Oosthoek Encyclopedie

Oosthoek's Uitgevers Mij. N.V (1916-1925)

Gepubliceerd op 13-12-2021

Mérimée, Prosper

betekenis & definitie

Frans schrijver, *28.9.1803 Parijs, ♰23.9.1870 Cannes. Mérimée studeerde rechten.

Hij frequenteerde de salons van zijn tijd en sympathiseerde met de romantiek. In 1831 werd hij inspecteur-generaal van de Franse historische monumenten. Tijdens het tweede keizerrijk was hij senator. Mérimée debuteerde met twee mystificaties : Le théâtre de Clara Gazul (1825 ; zes korte stukken) en La Guzla (1827; zgn. Illyrische volksliederen en gedichten). Belangrijk was de anonieme verschijning van Chronique du règne de Charles IX (1829), een van de eerste Franse historische romans.

Mérimée blonk vooral uit in zijn korte verhalen en novellen, waarvan vele verschenen in de Revue de Paris en de Revue des Deux-Mondes. Zij kenmerken zich door een sobere, objectieve schrijftrant, pittoreske decors (veelal Spanje en Engeland) en de strakgehouden schildering van pathetische hartstochten. Mérimée schreef verder geschiedkundige, kunsthistorische en litteraire studies en vertaalde het werk van Russische schrijvers. Zijn novelle Carmen (1845) inspireerde G.Bizet tot het componeren van een gelijknamige opera. Mérimées brieven geven een interessant beeld van zijn tijd. Werken: La Jacquerie (1828), La familie de Carvajal (1828), Matteo Falcone (1829), Le vase étrusque (1830), La double méprise (1833), Mosaïque (1833), Notes de voyage (1835—50), Colomba (1841), Carmen (1845), Nouvelles (1852), Lokis (1869), Dernières nouvelles (1873; postuum).
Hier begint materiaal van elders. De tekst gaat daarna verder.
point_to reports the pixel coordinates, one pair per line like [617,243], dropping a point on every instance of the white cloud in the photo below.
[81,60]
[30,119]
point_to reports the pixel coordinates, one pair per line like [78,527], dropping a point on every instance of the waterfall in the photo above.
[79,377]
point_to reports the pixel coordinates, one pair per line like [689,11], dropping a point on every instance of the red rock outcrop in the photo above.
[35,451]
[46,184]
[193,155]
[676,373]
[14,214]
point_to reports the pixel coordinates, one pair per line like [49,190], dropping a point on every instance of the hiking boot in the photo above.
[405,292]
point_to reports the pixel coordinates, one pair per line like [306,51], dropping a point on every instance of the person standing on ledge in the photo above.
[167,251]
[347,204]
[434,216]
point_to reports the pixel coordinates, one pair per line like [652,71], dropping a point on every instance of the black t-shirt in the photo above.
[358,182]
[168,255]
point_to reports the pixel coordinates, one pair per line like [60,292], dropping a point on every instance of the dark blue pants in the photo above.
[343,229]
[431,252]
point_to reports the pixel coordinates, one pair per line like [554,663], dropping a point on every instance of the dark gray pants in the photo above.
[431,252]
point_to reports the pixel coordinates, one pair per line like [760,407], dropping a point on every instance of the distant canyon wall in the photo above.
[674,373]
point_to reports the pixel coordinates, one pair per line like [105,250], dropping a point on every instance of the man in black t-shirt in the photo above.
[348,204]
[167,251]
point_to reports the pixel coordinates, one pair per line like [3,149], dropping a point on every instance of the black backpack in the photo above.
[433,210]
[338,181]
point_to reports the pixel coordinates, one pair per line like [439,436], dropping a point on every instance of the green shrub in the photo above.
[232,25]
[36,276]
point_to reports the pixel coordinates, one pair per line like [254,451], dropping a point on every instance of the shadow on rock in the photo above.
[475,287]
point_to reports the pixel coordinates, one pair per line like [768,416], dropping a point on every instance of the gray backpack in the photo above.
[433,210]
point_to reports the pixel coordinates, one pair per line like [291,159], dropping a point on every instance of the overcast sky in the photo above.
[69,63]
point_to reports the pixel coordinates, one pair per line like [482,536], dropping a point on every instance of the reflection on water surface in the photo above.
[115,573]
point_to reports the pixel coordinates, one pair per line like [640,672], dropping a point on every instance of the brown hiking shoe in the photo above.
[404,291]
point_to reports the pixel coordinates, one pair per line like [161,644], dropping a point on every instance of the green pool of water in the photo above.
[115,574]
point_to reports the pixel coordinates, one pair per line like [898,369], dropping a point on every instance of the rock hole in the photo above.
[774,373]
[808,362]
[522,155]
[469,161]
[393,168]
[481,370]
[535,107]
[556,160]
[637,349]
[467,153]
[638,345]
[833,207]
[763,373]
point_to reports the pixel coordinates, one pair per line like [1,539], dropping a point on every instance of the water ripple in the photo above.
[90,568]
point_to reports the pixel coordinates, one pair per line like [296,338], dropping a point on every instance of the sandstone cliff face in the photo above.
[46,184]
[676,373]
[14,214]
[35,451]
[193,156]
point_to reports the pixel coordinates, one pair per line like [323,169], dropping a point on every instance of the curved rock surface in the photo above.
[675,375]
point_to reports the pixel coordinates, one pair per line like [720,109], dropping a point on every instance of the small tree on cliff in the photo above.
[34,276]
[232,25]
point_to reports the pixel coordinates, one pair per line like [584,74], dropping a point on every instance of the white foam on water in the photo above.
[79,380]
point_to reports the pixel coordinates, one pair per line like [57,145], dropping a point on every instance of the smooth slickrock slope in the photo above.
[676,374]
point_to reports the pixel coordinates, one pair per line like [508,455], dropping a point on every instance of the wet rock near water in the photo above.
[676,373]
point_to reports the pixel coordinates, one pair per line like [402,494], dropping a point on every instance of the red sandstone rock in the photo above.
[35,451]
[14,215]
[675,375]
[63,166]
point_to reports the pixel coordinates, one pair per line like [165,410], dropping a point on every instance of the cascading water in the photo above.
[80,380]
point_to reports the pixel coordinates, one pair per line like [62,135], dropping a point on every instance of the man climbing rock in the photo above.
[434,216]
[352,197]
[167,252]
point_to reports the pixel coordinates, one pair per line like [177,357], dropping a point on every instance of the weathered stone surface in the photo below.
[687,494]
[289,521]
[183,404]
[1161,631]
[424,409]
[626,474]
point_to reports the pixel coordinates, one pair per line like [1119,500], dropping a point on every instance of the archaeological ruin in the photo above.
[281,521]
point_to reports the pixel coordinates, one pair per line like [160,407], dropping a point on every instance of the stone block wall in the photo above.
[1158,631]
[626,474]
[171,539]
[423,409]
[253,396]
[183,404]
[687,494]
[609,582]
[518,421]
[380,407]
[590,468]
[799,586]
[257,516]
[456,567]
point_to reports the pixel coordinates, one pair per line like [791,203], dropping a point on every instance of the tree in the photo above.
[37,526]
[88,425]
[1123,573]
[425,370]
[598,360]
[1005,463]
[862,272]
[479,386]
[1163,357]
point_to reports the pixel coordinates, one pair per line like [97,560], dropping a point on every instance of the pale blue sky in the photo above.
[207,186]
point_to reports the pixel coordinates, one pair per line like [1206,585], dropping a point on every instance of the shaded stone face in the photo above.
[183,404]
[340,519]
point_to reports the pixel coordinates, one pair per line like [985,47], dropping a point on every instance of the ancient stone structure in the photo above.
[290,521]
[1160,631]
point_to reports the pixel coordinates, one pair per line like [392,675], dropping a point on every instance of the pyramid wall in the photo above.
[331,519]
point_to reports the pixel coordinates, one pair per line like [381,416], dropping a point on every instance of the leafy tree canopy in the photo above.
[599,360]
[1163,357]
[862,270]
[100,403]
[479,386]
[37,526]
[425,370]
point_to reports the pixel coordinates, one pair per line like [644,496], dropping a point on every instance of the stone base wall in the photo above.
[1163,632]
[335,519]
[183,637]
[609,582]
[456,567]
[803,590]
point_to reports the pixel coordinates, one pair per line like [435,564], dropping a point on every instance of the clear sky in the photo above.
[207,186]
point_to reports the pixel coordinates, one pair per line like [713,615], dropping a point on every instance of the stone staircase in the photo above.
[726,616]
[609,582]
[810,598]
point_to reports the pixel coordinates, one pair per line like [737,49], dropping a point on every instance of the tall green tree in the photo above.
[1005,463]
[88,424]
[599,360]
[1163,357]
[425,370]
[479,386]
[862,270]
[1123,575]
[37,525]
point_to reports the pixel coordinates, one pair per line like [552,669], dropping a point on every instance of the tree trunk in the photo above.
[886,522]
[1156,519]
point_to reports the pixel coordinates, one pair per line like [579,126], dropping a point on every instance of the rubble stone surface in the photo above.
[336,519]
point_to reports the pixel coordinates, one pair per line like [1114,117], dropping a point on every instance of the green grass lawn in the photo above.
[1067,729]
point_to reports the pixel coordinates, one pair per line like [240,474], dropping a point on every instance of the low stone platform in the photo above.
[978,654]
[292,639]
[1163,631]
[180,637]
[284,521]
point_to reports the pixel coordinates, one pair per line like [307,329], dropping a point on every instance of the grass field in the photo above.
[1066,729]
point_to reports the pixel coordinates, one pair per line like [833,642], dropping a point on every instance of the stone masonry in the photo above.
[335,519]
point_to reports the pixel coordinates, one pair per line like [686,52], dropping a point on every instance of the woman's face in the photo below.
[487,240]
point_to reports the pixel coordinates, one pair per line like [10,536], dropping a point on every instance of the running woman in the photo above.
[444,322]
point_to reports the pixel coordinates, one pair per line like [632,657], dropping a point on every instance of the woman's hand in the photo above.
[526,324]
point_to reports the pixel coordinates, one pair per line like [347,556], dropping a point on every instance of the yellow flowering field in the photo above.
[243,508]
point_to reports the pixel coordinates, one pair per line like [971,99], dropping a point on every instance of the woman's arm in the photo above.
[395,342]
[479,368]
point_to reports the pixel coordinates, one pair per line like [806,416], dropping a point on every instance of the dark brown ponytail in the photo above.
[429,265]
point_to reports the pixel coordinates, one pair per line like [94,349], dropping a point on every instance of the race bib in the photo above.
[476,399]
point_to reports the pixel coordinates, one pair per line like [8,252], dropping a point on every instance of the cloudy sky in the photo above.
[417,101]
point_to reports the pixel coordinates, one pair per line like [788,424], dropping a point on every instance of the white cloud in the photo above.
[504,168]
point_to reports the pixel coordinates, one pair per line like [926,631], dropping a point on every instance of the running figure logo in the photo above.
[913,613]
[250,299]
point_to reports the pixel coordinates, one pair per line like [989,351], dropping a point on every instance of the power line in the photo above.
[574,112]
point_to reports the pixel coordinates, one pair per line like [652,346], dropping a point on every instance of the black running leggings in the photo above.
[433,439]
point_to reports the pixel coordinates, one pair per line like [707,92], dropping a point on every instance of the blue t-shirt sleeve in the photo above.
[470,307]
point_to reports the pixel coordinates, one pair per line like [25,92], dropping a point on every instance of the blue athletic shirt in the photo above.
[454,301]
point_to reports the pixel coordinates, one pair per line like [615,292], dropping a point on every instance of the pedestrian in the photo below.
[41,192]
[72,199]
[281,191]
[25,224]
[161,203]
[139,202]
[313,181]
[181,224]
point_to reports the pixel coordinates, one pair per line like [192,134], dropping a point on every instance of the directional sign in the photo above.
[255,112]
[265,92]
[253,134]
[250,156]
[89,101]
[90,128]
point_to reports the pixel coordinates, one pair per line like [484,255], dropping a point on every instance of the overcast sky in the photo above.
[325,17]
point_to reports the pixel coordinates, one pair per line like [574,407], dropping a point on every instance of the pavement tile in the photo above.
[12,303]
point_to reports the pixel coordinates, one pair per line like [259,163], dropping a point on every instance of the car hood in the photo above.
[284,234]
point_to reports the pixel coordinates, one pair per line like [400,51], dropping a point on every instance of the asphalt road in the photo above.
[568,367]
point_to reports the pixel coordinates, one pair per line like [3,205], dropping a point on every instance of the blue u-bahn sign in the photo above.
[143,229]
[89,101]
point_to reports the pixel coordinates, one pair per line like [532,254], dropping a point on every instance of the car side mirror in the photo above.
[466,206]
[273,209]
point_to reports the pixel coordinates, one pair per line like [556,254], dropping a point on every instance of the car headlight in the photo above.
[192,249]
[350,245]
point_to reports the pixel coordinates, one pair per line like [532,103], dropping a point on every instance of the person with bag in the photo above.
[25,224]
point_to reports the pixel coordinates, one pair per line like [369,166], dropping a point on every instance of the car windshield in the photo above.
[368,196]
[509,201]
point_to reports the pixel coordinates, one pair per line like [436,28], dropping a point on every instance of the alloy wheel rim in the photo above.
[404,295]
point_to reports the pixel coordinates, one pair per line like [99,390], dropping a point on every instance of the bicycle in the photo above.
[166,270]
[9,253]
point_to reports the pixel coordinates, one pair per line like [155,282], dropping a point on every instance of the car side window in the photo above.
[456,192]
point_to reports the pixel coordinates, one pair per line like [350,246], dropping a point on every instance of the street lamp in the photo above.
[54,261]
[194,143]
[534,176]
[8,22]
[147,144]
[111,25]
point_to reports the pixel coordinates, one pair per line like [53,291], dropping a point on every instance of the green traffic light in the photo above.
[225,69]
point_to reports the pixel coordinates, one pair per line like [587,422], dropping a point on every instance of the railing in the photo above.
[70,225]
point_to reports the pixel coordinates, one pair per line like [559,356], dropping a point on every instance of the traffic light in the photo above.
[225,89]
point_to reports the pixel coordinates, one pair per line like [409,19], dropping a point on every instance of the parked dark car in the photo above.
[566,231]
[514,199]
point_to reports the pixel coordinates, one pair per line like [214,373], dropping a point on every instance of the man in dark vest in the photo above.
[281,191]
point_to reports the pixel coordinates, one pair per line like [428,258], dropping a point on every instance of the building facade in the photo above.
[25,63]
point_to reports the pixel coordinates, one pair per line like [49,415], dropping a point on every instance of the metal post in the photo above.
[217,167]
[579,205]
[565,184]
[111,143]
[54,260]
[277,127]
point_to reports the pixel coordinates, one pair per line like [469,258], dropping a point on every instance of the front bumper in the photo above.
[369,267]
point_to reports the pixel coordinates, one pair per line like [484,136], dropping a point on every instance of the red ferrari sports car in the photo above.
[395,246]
Uitgaven: Oeuvres compl., door P.Trahard en E.Champion (10 dln. 1925―33); Corr. générale, door M.Parturier (17dln. 1941—64).

LITT. P.Trahard, Mérimée (3 dln. 1924—30); A. Billy, Mérimée (1959); P.Léon, Mérimée et son temps (1962); R.Dale, The poetics of P.Mérimée (1967); A.W.Raitt, P.Mérimée (1970).